Depuis plus de seize ans, DC tente de trouver une solution. Un groupe de juristes et de conseillers, nommés par les législateurs locaux, a révisé le code pénal centenaire du district. Ce printemps, à la toute fin de ce processus, tout s’est effondré de manière explosive. «C'était choquant de voir les choses se dérouler de cette façon», m'a récemment déclaré Jinwoo Park, l'avocat en charge de l'effort. Alors que lui et ses collègues voyaient leur travail bouleversé par la fabrication de mythes toxiques qui caractérisent désormais la politique nationale, ils se sont demandé : comment cela a-t-il pu arriver ? Et comment avons-nous pu être si naïfs ?

En 2013, Park, après cinq ans d'études en droit, était à la recherche d'un emploi. Il avait espéré en trouver une dans la politique publique, mais il était également fasciné par les nuances du langage juridique.
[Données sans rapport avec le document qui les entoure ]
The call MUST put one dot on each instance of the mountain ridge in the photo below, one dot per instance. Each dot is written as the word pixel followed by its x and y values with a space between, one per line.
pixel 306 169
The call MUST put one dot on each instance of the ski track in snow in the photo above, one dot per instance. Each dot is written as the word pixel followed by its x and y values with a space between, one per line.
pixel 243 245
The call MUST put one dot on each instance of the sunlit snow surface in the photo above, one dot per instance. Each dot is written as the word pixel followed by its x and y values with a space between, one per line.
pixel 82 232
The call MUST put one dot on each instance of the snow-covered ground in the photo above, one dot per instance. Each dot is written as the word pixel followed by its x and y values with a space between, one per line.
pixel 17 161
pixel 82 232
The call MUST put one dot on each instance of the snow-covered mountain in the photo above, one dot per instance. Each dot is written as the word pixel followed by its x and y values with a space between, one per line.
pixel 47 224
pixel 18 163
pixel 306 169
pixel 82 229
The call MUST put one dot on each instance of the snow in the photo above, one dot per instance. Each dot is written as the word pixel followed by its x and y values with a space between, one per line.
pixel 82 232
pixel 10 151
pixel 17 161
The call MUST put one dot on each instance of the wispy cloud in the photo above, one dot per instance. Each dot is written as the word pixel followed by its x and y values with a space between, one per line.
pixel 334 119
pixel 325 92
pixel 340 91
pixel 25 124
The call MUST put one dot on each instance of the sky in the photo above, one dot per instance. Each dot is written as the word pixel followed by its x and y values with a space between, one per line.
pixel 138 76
Au cours d'un stage auprès d'un juge de la Cour d'appel de Washington DC, il avait travaillé sur une affaire de DUI qui l'obligeait à analyser la différence entre « conduire en état d'ébriété » et « conduire en état d'ébriété ». Il s'est rendu compte que ces distinctions apparemment minimes pouvaient modifier considérablement une peine pénale. Lorsqu’on lui a proposé un poste au sein de ce qu’on appelle aujourd’hui la Commission de réforme du code pénal de Washington, c’était l’occasion de faire quelque chose de « vraiment grand et important ».

Chaque jour ouvrable, Park se rendait dans un quartier composé de bâtiments gouvernementaux et de palais de justice beiges et carrés, connu sous le nom de Judiciary Square. Il descendait dans le sous-sol d'un de ces bâtiments et s'installait dans une petite pièce sans fenêtre. Là, lui et quatre autres membres du personnel ont examiné chaque mot du code pénal, une sorte de guide du système juridique, qui décrit ce qui constitue un crime, définit comment ce crime doit être étiqueté et détermine la peine autorisée.

Aucun code pénal n’est un document statique : les législateurs le modifient et l’étoffent au fil du temps. Mais il n’y a pas beaucoup de contrôle pour garantir que les nouvelles règles ont du sens par rapport aux anciennes, dont certaines remontent à l’Amérique précoloniale. En 1962, des chercheurs de l’American Law Institute ont tenté de normaliser ces guides en publiant le Model Criminal Code. Au moins trente-quatre États ont remanié leurs codes en conséquence. Le District – qui, bien que n'étant pas un État, possède son propre système de justice pénale – ne les a pas rejoints. En 2000, la Northwestern University Law Review a évalué les codes pénaux de chaque État du pays, ainsi que ceux de DC et des tribunaux fédéraux, sur la base de facteurs tels que la simplicité du langage et la spécificité des sanctions. Le District s'est classé quarante-neuvième.